Stock futures looking good are Ashok Leyland, Biocon, PEL, Maruti, ONGC, Tata Consumer, Sun Pharma and Wipro. Stock futures looking weak are Alkem, Bharat Forge, MCX, Metropolis, Balrampur Chini, HDFC Life and IEX.
(The author is a senior maket analyst and former vice- chairman, Andhra Pradesh State Planning Board)
Uno Minda Ltd
Uno Minda Ltd, commonly known as ‘Uno Minda’ or ‘The Company,’ is a leading global manufacturer of auto components and systems, holding a leadership position in all its product segments. The company is primarily engaged in the manufacturing and assembly of safety and security systems and their associated components for the automotive industry. Its diverse product portfolio includes mechatronics and vehicle access systems, wiring harness, interior plastics division, advanced technologies and aftermarket. Its mechatronics include ignition switch cum steering lock, keyless entry, mechatronics handle, immobilizer-fuel tank cap, aluminum die casting, compressor housing, alternator and starter motor. Its aftermarket products include helmets, fiber parts, wiper blades, ball bearings, two-wheeler air filters and lubricants. It offers its products for auto original equipment manufacturers (OEMs). Its products are designed to cater to a range of vehicle segments, including two-three wheelers, passenger vehicles, commercial vehicles and off-road vehicles.
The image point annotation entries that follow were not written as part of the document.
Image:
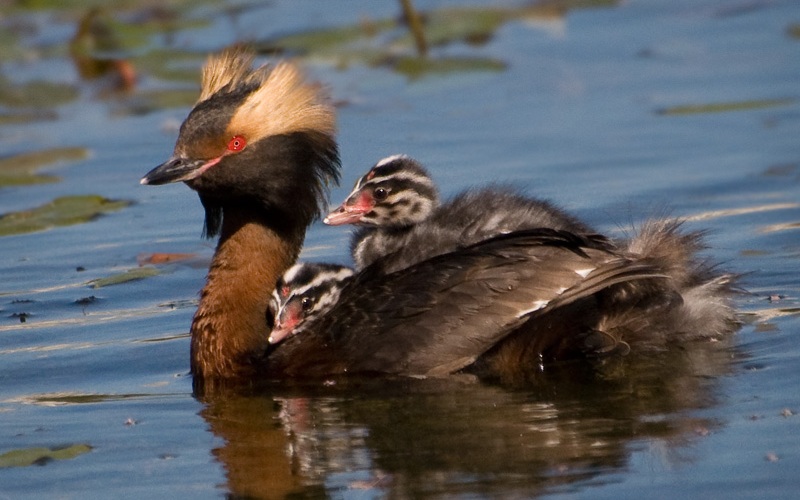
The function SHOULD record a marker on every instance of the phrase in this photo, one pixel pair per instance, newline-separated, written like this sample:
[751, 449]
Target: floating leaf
[40, 456]
[163, 258]
[416, 67]
[691, 109]
[18, 170]
[137, 273]
[36, 94]
[63, 211]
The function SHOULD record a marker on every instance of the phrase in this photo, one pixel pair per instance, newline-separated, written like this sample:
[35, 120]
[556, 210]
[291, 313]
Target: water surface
[615, 110]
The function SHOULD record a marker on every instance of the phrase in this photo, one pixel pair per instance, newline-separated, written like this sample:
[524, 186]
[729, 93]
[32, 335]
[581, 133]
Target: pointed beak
[177, 169]
[286, 321]
[344, 215]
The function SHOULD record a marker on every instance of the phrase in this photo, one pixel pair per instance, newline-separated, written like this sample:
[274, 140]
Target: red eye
[237, 144]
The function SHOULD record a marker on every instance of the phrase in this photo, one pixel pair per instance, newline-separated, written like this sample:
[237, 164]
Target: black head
[260, 139]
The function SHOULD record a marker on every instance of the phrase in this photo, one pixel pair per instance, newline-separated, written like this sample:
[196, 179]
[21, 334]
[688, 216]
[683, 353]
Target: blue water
[576, 116]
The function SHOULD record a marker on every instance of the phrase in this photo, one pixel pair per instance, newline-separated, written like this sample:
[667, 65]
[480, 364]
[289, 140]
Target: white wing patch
[539, 304]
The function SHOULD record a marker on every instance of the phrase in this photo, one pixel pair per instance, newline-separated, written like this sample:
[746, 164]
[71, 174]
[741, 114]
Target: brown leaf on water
[157, 258]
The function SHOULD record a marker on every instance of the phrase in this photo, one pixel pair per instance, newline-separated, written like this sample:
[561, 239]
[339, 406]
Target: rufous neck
[229, 330]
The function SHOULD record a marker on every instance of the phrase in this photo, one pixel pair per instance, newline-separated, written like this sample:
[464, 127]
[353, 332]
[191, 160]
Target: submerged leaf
[40, 456]
[134, 274]
[18, 170]
[36, 94]
[63, 211]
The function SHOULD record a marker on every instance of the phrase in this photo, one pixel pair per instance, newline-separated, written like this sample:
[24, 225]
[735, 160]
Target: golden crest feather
[283, 101]
[230, 67]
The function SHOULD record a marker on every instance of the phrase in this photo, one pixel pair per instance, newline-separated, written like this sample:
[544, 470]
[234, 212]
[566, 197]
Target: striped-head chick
[305, 291]
[261, 138]
[397, 192]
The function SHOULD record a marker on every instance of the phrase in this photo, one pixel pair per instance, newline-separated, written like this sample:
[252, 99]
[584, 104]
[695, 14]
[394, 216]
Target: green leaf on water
[722, 107]
[136, 273]
[19, 170]
[63, 211]
[417, 67]
[36, 94]
[40, 456]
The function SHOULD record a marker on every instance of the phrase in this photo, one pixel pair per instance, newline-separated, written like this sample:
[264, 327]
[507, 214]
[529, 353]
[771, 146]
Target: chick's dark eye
[380, 193]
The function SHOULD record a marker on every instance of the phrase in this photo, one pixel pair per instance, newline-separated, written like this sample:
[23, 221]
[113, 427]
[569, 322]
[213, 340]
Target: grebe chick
[259, 149]
[396, 204]
[304, 292]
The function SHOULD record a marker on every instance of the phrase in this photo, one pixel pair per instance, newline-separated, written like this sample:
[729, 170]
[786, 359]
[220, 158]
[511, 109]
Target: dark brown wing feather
[440, 315]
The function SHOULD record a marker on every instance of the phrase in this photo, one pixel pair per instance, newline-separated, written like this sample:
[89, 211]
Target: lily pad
[41, 456]
[137, 273]
[387, 42]
[19, 170]
[63, 211]
[36, 94]
[692, 109]
[417, 67]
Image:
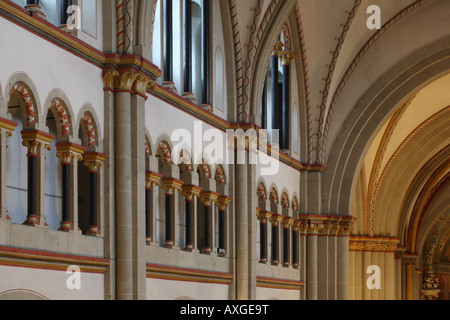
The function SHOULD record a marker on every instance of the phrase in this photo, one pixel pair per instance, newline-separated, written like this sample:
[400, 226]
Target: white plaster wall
[51, 284]
[37, 58]
[263, 294]
[159, 289]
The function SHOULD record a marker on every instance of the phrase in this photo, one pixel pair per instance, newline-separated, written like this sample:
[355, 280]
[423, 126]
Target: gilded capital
[223, 202]
[94, 161]
[191, 191]
[152, 178]
[171, 184]
[208, 197]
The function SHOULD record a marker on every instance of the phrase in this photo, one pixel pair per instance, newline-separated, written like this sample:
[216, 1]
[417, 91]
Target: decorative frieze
[375, 244]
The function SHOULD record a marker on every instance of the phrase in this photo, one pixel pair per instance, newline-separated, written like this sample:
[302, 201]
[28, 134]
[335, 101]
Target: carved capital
[94, 161]
[223, 202]
[171, 184]
[152, 178]
[208, 197]
[35, 139]
[8, 126]
[69, 152]
[110, 79]
[191, 191]
[264, 216]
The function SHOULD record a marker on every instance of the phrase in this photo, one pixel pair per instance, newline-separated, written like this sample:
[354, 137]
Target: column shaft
[168, 41]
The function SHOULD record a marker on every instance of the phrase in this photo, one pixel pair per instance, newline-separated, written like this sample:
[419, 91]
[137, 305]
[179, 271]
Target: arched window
[16, 185]
[219, 84]
[53, 179]
[181, 47]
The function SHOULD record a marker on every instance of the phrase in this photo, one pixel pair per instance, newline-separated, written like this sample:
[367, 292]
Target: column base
[93, 231]
[169, 244]
[207, 251]
[68, 29]
[208, 107]
[32, 220]
[36, 9]
[66, 227]
[170, 86]
[189, 96]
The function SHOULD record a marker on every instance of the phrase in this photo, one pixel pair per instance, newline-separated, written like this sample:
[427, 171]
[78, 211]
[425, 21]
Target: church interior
[224, 150]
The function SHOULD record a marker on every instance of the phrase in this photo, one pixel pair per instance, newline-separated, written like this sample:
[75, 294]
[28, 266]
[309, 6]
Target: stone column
[190, 193]
[295, 244]
[264, 217]
[312, 261]
[303, 254]
[37, 143]
[276, 220]
[286, 58]
[94, 161]
[208, 198]
[287, 224]
[342, 261]
[151, 179]
[276, 112]
[70, 154]
[6, 129]
[242, 241]
[170, 185]
[223, 203]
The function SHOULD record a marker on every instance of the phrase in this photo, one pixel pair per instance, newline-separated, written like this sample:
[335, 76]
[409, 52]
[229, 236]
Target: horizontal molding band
[10, 256]
[188, 275]
[273, 283]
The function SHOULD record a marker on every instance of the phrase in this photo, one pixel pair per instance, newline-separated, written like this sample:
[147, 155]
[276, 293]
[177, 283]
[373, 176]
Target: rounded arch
[22, 92]
[295, 205]
[220, 175]
[204, 169]
[262, 191]
[88, 126]
[58, 103]
[164, 152]
[285, 200]
[395, 86]
[273, 196]
[262, 49]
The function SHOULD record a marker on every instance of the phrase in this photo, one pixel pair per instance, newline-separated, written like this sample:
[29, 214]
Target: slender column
[264, 106]
[263, 217]
[69, 154]
[323, 260]
[342, 263]
[242, 241]
[94, 161]
[287, 223]
[276, 220]
[190, 193]
[65, 5]
[151, 179]
[286, 58]
[208, 199]
[35, 8]
[36, 142]
[276, 115]
[222, 202]
[303, 255]
[295, 244]
[187, 81]
[168, 41]
[7, 127]
[170, 185]
[206, 91]
[311, 262]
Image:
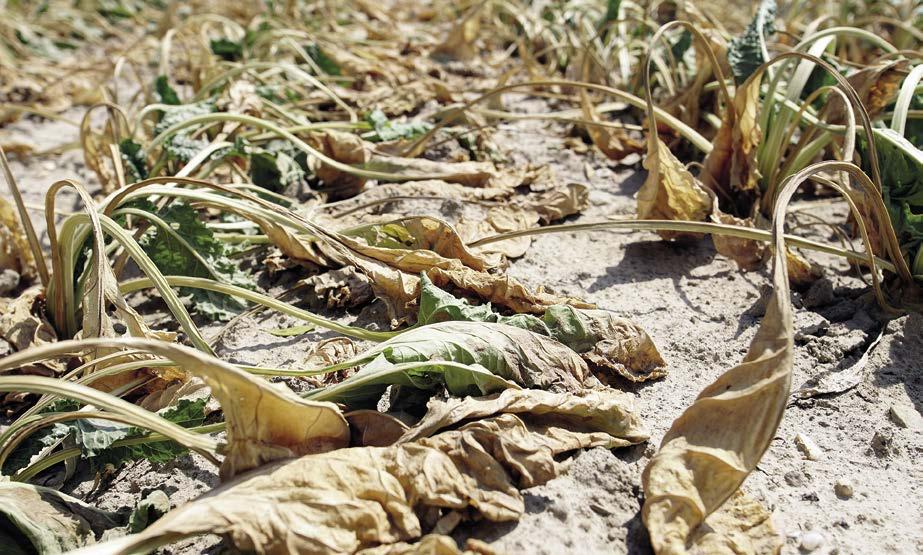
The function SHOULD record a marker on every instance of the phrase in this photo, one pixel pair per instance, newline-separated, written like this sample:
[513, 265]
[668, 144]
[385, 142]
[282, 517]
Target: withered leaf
[670, 192]
[712, 447]
[602, 338]
[15, 253]
[731, 165]
[487, 357]
[265, 421]
[604, 410]
[43, 520]
[23, 325]
[613, 142]
[342, 147]
[359, 497]
[742, 525]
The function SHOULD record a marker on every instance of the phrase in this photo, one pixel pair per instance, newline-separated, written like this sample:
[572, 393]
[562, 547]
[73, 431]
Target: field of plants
[491, 276]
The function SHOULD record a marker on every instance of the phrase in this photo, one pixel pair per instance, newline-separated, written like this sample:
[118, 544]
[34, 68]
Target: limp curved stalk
[133, 414]
[265, 300]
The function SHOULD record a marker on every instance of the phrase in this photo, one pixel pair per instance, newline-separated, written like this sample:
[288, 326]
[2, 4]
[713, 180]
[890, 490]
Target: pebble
[808, 448]
[795, 478]
[811, 540]
[9, 281]
[883, 444]
[905, 417]
[843, 489]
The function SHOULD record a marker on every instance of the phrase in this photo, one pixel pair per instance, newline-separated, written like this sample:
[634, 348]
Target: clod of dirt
[9, 281]
[883, 444]
[810, 450]
[843, 489]
[811, 541]
[819, 294]
[905, 417]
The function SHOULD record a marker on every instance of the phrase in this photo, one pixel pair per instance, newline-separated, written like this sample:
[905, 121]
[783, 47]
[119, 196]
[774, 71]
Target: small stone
[795, 478]
[820, 294]
[905, 417]
[883, 444]
[808, 448]
[811, 540]
[843, 489]
[9, 281]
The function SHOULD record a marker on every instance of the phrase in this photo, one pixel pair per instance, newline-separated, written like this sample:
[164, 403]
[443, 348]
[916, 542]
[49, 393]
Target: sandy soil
[842, 476]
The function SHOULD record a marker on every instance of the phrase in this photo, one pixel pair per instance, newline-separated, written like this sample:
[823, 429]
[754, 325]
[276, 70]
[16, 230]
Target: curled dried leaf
[703, 459]
[730, 168]
[23, 325]
[670, 192]
[43, 520]
[342, 147]
[350, 499]
[615, 143]
[15, 253]
[605, 410]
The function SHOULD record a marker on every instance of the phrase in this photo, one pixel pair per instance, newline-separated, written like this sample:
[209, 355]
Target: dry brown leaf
[613, 142]
[23, 325]
[470, 174]
[360, 497]
[431, 544]
[747, 253]
[411, 243]
[459, 44]
[543, 208]
[712, 447]
[731, 165]
[342, 147]
[604, 410]
[341, 288]
[371, 428]
[670, 192]
[620, 345]
[801, 272]
[876, 86]
[742, 525]
[15, 252]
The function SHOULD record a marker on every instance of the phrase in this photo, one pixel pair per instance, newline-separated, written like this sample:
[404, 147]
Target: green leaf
[186, 413]
[181, 146]
[227, 49]
[387, 130]
[172, 257]
[599, 336]
[133, 159]
[745, 52]
[323, 61]
[292, 332]
[612, 11]
[36, 519]
[901, 165]
[277, 166]
[682, 44]
[166, 93]
[151, 508]
[466, 357]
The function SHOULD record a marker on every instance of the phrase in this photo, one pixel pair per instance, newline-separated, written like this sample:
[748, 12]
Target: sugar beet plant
[298, 139]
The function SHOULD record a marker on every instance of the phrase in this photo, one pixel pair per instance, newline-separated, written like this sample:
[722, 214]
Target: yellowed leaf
[605, 410]
[670, 192]
[342, 147]
[742, 525]
[23, 325]
[15, 252]
[361, 497]
[613, 142]
[712, 447]
[731, 165]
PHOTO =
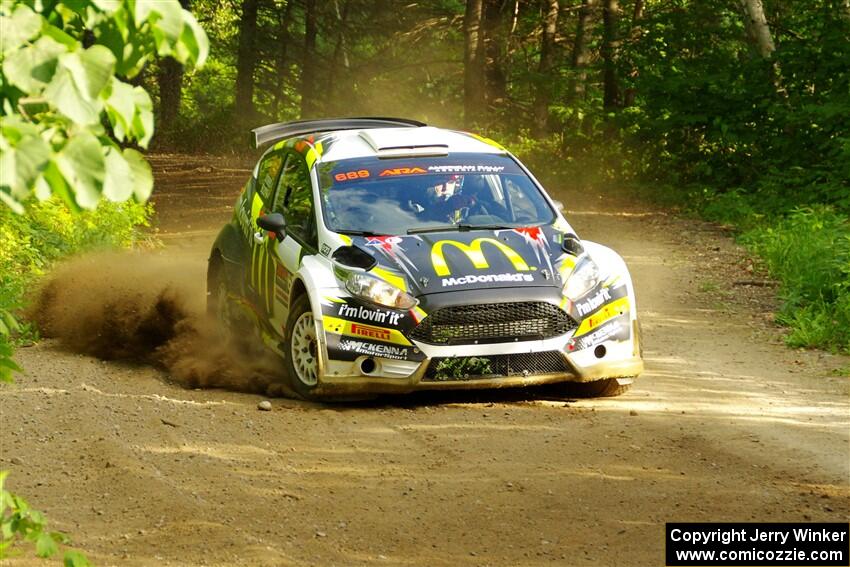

The company is also a leading player in both four wheeler and two wheeler alloy wheel with annual manufacturing capacities of approx. 4.5 Million and 3.6 Million wheels, respectively. The Seating division came into existence with the conclusion of the merger of Harita Seating Systems Limited (HSSL) with Uno Minda Limited.The company entered into a Joint Venture agreement with TACHI-S Company Limited (“TACHI-S”), a global seat system creator headquartered in Tokyo, Japan for manufacturing and marketing of seat recliners for four wheeler passenger vehicle in India. The company has upgraded its existing products for electric vehicles as well as has built one of the most formidable EV specific product portfolios in the industry. Under the umbrella of the EV product portfolio for EV 2W and EV 3W, Uno Minda now has an array of products under production and supply, including a battery management system (BMS), on-board charger, off board chargers, RCD cable, body control module, smart plug, telematics and sound box. Buy on declines for medium term target of Rs1400.